Como cabeza del partido más importante, y más moderado, de la oposición, Valdés demostró valentía y coraje, tanto para levantarse contra la tiranía así como para oponerse a las estrategias violentistas con que algunos torpemente buscaban derrotar a la dictadura. En años en que dominaba el miedo paralizante en algunos y las tentaciones guerrilleras en otros, Valdés inspiró a muchos como un demócrata convencido y moderado que sabía que había más opciones que Pinochet o el caos.

 

No obstante, el coraje moral y la sabiduría que demostró como líder e inspirador de la transición a la democracia no fueron suficientes para convertirlo en el primer presidente democrático después del plebiscito.  Valdés carecía de dos atributos clave para alcanzar la presidencia.  Valdés perdió la nominación de 1989 ante Patricio Aylwin porque no supo jugar con las reglas que siempre han regido las internas partidistas. AL interior del partido no gana el más popular, sino el que tiene la mejor máquina.  El repetido reclamo de Valdés contra Aylwin, que aprovechó la máquina de sus operadores para quedarse con la nominación del partido, refleja que Valdés nunca quiso aceptar las reglas que Aylwin y sus operadores entendieron tan bien.

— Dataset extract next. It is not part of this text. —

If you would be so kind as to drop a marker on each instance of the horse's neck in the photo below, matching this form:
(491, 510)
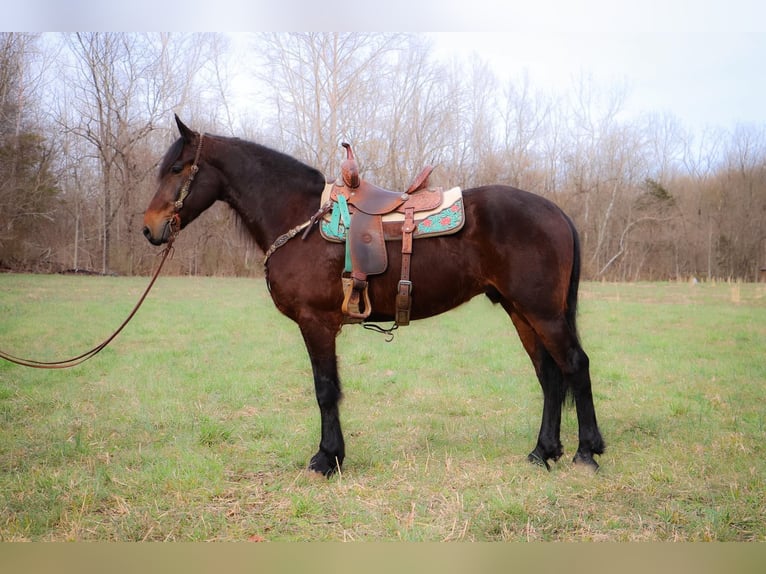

Posiblemente, si entonces las encuestas hubieran pesado más, Valdés hubiera tenido mejor suerte.

 

En 1993, esas mismas encuestas lo dieron una inalcanzable ventaja a Frei Ruiz-Tagle. Después de arrasar en su re-elección como senador en 1997, Valdés dejó pasar su última opción en 1999, cuando no se animó a desafiar a Ricardo Lagos. Con casi 80 años, Valdés ya no estaba en su mejor momento. Pero además, y ahí su segunda carencia, tampoco parecía tener esas ganas irresistibles que precisan los candidatos para salvar todos los obstáculos y dar todas las batallas que requieren las candidaturas presidenciales. El apodo de “Conde” y las constantes referencias a su abolengo escondían también la crítica a su falta de voluntad para hacer el trabajo sucio que inevitablemente requieren las campañas.

 

Afortunadamente para la democracia chilena, Valdés sí demostró coraje de sobra cuando lideró el avance por un sendero amenazado por la brutal represión pinochetista y por el llamado a la lucha armada que entonces impulsaban sectores de la izquierda. Por esa valentía, su presencia como presidente del Senado en la histórica foto de la toma de posesión de Aylwin está plenamente justificada. La transición pactada a la democracia—con sus fortalezas y debilidades—sellada en la toma de poder de Aylwin, con Pinochet en la misma testera, fue posible gracias al liderazgo moderado de Valdés y otros líderes DC. El “Conde” que no estuvo dispuesto a enlodarse en el barro de las negociaciones políticas para ser presidente, si entró a la arena de las negociaciones y pactos no siempre loables que aseguraron una transición pacífica a esta democracia que, hoy por hoy, como atestiguan las calles, goza de una formidable salud.